お湯が煮えたぎる大鍋に、一口大にちぎった麺が次々と放り込まれていきます。ちぎるのと投げ込むのが同時と言おうか、目にも止まらぬスピードなので、1人前の麺なんて、あっという間にできてしまいます。ゆであがった一口大の麺を穴があいたお玉ですくいあげたら、軽く水を切り、麺を待ち構えている中華鍋に投げ込みます。ジャ〜ッと威勢のいい音が響き渡ります。中華鍋には、少量のスープで炒め煮した状態の野菜や肉が待ち構えています。この中で麺を軽く煮込めば、「麺片(ミェンピェン)」のできあがり!
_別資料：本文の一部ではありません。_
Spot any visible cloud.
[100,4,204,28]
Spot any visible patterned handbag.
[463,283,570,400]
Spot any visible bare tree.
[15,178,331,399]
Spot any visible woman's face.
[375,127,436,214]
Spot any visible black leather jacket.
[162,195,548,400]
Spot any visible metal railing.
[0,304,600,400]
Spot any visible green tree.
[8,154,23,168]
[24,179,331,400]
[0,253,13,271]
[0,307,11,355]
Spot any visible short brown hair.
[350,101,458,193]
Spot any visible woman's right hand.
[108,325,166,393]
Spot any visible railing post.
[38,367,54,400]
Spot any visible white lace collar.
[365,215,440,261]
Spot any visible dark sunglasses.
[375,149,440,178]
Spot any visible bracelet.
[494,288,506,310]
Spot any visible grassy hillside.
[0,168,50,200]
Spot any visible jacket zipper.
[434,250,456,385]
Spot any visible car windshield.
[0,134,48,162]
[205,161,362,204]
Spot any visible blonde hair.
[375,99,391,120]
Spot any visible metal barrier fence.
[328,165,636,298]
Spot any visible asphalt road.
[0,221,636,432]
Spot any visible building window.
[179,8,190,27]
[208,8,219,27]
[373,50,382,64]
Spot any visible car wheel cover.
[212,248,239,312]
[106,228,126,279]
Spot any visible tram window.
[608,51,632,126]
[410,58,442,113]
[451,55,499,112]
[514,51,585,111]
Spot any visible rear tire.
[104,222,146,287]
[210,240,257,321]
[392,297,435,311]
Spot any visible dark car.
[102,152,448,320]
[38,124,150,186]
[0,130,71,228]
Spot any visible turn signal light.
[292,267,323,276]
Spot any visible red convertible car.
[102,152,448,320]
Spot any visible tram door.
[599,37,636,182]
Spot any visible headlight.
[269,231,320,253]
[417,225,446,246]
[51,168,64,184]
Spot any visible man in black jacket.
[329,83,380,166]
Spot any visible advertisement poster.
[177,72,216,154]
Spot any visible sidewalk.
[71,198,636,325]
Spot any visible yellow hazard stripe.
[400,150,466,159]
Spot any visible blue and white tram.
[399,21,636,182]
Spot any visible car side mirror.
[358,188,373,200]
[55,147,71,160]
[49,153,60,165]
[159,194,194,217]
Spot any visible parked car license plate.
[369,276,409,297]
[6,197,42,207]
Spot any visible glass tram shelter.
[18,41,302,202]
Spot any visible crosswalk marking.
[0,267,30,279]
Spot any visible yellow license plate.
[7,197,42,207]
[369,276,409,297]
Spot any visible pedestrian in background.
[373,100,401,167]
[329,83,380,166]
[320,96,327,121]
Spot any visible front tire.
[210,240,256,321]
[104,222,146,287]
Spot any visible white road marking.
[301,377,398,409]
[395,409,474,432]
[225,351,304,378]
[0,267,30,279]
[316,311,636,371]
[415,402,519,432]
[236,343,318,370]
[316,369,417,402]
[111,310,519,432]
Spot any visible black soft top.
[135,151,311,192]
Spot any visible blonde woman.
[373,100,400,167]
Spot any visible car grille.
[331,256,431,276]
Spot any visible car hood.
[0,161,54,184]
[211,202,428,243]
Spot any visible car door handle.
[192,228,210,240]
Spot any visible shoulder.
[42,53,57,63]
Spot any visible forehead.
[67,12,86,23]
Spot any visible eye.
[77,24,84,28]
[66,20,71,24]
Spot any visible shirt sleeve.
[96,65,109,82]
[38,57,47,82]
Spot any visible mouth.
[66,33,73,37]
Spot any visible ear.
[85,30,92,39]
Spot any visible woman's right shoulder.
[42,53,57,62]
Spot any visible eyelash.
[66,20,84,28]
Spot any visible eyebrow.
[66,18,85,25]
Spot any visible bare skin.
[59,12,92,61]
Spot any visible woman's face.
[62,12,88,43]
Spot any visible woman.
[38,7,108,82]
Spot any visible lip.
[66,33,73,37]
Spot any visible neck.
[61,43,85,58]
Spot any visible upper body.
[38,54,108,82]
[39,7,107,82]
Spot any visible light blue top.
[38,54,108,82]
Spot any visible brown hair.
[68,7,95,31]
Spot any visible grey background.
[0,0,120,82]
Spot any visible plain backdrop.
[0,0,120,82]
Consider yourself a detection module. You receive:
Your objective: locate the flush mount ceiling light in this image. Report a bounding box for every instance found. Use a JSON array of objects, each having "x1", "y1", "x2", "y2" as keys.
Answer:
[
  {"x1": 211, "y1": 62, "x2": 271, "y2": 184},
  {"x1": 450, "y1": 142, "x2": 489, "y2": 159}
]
西寧の麺片は、少量の春雨入りが多いが、これは春雨ナシ。野菜はズッキーニをよく使う 西寧の麺片は、少量の春雨入りが多いが、これは春雨ナシ。野菜はズッキーニをよく使う

麺片が家庭で、よく食べられている理由

麺片は、中国の西北部、陝西省、甘粛省、青海省、新疆ウイグル自治区で食べられている麺料理です。一口大にちぎった麺なので、イタリアのショートパスタのようで、日本人がイメージする長くて細い麺とは異なります。この麺片、小麦粉を主食とする西北部では、麺を出す食堂の人気料理でもあり、家庭料理です。スープを作る必要もなく、残り物の野菜や肉で作れるので、西北部の家庭で一番よく食べる麺と言えば、麺片です。

麺片が、青海省の西寧の名物って本当?

麺片は、西北部では、どこにでもある麺なので、発祥の地はわかりませんが、ごくたまに西寧の名物として紹介されることがあります。西寧は標高2275メートルもある青海省の省都です。チベット族や回族など、少数民族が多い町民族色豊かないい町ですが、とにかく寒い! 標高が高いので、年間を通して気温が低いのです。この寒さが、麺片が生まれた理由だと言われたら、すんなり納得してしまいそうです。麺片は、こんな西寧の冬にぴったりの麺です。各地の麺片の中でも、西寧の麺片は、こってりと重い味付けです。少量のスープで炒め煮しているので、こころなしかスープにとろみがついています。どんぶり一杯の麺片を食べたら、全身ポカポカになりますよ。

麺片は、名物と言うよりも隠れた麺

麺片は、基本は汁なしですが、「烩麺片(ホイミェンピェン)」と言う汁バージョンもあります。汁ありのほうが、汁なしよりややあっさりしていて、こちらも寒い季節の人気麺となっています。麺片は、甘粛省蘭州の牛肉麺、陝西省西安のビャンビャン麺、新疆ウイグル自治区のラグメンのように、その土地を代表する名物麺として紹介されることが、ほとんどない地味な麺です。中国人にとっては、名物と言うよりも家庭料理なんでしょう。こんな麺片ですが、西北部の麺を出す食堂なら、どこでも食べられます。西北部の素朴な家庭料理、麺片を見つけたら、ぜひ、食べてみてくださいね!